I will prepare an own implementation without llvm::line_iterator.

aorlov updated this revision to Diff 345722.May 16 2021, 12:37 PM
aorlov marked an inline comment as done.May 16 2021, 12:39 PM

I've got no specific comments on the source code, just one small nit in the test. I'll leave @dblaikie to continue the rest of the review.


It would probably be a good idea to run the exact same check for GNU output (or llvm-addr2line), just to cover our bases. That way, if the behaviour ever diverges in the future, there's a clear test to update.

aorlov updated this revision to Diff 345880.May 17 2021, 7:45 AM
aorlov marked an inline comment as done.
jhenderson added inline comments.May 18 2021, 12:50 AM

I think "output" is a more common term to use and easier to understand.


No need to repeat "source context" in this text - it's implied by the top-level comment.


This is simpler and more traditional for the input arguments. Also CODE is the default and not needed.


There's only one small difference between this and the LLVM style, if I'm not mistaken.

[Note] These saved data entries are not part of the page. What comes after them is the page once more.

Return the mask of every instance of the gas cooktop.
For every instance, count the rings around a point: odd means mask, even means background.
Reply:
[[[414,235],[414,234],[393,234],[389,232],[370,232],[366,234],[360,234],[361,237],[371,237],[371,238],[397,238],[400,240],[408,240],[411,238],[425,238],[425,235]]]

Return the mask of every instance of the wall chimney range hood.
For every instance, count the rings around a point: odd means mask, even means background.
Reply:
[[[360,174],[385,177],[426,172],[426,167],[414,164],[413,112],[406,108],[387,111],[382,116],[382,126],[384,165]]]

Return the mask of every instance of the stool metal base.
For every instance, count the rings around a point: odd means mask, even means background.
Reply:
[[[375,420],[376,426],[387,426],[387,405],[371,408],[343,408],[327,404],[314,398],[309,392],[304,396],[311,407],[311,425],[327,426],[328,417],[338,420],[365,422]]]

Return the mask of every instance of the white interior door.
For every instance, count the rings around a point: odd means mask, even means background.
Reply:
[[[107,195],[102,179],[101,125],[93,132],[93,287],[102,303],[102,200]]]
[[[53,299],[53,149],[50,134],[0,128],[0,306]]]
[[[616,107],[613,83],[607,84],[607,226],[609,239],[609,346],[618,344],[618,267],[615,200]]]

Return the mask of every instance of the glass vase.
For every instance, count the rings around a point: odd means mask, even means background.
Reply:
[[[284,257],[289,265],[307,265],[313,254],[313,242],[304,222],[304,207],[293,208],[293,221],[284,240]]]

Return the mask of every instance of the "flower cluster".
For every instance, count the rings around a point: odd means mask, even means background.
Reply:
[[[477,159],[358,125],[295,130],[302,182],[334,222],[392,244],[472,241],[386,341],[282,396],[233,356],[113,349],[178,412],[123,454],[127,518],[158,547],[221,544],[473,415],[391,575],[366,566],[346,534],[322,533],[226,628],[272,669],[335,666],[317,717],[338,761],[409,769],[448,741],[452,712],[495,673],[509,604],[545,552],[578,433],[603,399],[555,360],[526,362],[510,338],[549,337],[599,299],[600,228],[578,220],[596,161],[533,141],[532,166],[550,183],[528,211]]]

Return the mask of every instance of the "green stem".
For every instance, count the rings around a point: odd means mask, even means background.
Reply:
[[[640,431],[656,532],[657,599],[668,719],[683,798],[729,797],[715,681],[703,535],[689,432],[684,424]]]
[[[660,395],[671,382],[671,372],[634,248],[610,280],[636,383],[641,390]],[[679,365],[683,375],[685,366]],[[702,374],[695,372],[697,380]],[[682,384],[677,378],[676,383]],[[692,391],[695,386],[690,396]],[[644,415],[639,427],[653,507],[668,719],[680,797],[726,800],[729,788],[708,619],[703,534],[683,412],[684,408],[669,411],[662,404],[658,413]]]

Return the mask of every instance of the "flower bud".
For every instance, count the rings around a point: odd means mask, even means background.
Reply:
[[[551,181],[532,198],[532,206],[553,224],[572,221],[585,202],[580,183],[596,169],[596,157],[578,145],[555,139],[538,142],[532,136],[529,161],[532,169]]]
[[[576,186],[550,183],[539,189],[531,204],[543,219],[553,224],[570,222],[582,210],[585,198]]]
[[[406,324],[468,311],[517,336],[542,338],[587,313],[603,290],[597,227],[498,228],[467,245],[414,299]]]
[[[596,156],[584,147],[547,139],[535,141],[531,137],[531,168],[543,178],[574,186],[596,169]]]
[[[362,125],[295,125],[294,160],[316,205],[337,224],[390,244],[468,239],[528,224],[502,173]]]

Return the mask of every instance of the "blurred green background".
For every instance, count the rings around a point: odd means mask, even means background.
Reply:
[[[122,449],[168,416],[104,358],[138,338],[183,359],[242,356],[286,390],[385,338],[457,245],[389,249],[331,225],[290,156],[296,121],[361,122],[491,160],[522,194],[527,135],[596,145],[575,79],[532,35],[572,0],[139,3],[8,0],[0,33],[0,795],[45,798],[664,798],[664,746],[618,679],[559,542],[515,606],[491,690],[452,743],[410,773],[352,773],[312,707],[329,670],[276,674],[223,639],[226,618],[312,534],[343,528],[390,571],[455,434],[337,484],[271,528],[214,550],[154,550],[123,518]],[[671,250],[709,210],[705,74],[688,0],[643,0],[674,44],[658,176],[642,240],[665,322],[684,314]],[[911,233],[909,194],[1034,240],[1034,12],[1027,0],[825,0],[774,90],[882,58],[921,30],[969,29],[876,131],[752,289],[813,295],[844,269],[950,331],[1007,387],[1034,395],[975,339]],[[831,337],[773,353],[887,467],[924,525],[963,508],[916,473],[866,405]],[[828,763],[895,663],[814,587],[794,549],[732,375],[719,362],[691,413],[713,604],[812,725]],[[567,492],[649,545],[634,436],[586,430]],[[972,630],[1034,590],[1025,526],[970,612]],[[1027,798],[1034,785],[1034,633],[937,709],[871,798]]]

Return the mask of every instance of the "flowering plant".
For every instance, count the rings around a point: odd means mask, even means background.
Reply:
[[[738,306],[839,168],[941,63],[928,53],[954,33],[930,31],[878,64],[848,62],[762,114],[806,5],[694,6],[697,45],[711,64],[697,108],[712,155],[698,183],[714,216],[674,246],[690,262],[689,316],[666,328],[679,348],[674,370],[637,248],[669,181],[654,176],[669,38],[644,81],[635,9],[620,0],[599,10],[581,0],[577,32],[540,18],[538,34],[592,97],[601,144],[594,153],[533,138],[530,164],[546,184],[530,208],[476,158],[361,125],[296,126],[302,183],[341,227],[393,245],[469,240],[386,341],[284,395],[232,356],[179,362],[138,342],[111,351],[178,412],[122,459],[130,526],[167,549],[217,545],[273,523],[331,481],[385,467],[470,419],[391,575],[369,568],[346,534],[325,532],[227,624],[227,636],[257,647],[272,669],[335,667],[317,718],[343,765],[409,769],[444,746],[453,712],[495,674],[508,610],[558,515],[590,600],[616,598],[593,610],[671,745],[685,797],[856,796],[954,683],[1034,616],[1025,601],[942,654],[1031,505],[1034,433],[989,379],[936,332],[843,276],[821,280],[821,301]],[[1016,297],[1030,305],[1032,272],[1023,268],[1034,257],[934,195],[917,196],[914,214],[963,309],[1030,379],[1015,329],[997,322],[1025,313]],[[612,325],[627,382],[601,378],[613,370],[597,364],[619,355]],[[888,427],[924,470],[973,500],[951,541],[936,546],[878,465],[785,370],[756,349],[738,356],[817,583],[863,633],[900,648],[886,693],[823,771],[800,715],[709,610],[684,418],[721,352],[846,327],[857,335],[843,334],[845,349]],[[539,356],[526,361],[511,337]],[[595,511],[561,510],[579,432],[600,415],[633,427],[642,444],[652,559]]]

You could avoid duplciation by doing something like:

; RUN: ... | FileCheck ... --check-prefixes=COMMON,LLVM;
; RUN: ... | FileCheck ... --check-prefixes=COMMON,GNU

;      COMMON:foo
;   LLVM-NEXT:/source.c:3:13
;    GNU-NEXT:/source.c:3
; COMMON-NEXT:2  : // Line 2
; COMMON-NEXT:3 >: void foo() {}
; COMMON-NEXT:4  : // Line 4
aorlov updated this revision to Diff 346297.May 18 2021, 4:20 PM
aorlov marked 8 inline comments as done.

Test looks good to me. I'm leaving the source for @dblaikie.

Sure, seems OK. Thanks!

jhenderson accepted this revision.May 20 2021, 12:10 AM

Formally: LGTM!

This revision is now accepted and ready to land.May 20 2021, 12:10 AM
This revision was automatically updated to reflect the committed changes.